Test-and-trace will only be effective at the end of the fight[x].
Wearing a scarf is a barrier gesture to be added.
#6 Other provisions
The closure of international air traffic must be immediate and total (see Annex), but borders must be closed AND international cooperation intensified.
Otherwise, imported cases will come back again and again to erase all efforts. This is of course accompanied by quarantine measures at points of entry for all passengers (wherever they come from, and without discrimination against nationals or others); and equivalent measures for other forms of transport.
A global control committee must be set up. This committee could be supported by the G7 group of academies, or the extended group of 15 academies. This will ensure that it will have at its disposal illico an already existing network of trust that does not have to deal with the crisis on a daily basis. This network will be able to identify the individuals and institutions with the resources needed for any task at hand, and finally it will be able to interface with the outside world, both with those who govern and those who are governed.
[i] Cf Neil Ferguson’s papers in London, or those at Harvard.
[ii] And if one were to put a figure on the cost of a human life, with as little regard for the human being as these projections suggest, say a million euros for a European, the cost would be 4,000 billion euros (per year?) for the EU.

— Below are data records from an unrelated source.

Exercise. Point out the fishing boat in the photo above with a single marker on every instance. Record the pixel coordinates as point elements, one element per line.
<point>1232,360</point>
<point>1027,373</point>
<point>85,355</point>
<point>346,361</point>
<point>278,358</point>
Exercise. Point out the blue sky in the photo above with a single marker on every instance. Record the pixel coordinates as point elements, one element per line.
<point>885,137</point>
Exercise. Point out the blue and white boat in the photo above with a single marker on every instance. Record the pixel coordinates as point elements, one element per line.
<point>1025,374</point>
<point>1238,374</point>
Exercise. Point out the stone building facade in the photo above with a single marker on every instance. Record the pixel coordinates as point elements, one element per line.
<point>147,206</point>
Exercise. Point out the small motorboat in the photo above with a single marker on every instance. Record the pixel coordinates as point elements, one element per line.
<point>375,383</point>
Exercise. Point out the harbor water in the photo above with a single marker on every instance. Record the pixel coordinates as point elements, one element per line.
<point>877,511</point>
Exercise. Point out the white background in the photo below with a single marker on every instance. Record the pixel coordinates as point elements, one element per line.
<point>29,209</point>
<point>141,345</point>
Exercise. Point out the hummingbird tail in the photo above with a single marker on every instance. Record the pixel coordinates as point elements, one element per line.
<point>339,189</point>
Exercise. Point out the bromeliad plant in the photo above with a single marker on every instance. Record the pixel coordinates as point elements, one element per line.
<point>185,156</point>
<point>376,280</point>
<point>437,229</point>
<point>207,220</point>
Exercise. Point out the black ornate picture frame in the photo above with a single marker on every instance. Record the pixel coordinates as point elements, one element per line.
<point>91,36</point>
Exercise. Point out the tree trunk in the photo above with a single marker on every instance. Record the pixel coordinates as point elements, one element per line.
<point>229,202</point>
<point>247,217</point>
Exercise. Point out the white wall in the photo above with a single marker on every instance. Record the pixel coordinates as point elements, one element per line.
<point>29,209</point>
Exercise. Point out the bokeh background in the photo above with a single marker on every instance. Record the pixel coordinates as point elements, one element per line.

[iii] It is exactly the same risk as that of a world in perpetual struggle against terrorism. The suspension of freedoms after September 11th 2001 still exposes us to that risk. We are still not out of this state of emergency and some states – the United States in particular – are in no hurry to get out of it. See Grégoire Chamayou’s excellent book, La théorie du drône, on this subject.
[iv] See Roberto Saviano’s column in Le Monde of 12 April 2020: https://www.lemonde.fr/idees/article/2020/04/12/roberto-saviano-la-faiblesse-c-est-de-se-croire-invincible_6036361_3232.html
[v] Wearing a scarf (to distinguish it from a mask, medical instrument) or a veil does not protect the wearer from contamination (it does not aggravate either, on the contrary); on the other hand, it significantly limits its capacity to infect others, probably by an order of magnitude (x10). This is essential in the face of a virus with a fairly long incubation period, and with a high proportion of asymptomatic individuals.
[vi] See article in the Lancet of April 8th, 2020 for a first analysis of feedback from China. https://doi.org/10.1016/S0140-6736(20)30746-7 and for Île-de-France, the report by Vittoria Colizza : Report #9 April 12 2020 https://www.epicx-lab.com/uploads/9/6/9/4/9694133/inserm-covid-19_report_lockdown_idf-20200412.pdf [previous reports at: www.epicx-lab.com/covid-19.html]
[vii] The delay in containment is very relative given the time required to lower first the viral load.
[viii] Even countries that have practised it on a large scale have tested only a small proportion of the population. Knowing that a person tested one day may be infected the next, it is an important tool but not a panacea. Both serological and screening tests should be used, with different uses. See the Vittoria Colizza report of 12 April 2020, cited above.
[ix] The numbers have yet to be confirmed, and it is likely that this data will only be known in detail after the fact, as with many of the parameters associated with a new virus. With each new article, this data can be refined. See in particular report 9 of 12 April from Vittoria Colizza (cited above).
[x] We must test as long as we can, tracing is only possible if the number of cases is relatively small, at the end of a crisis.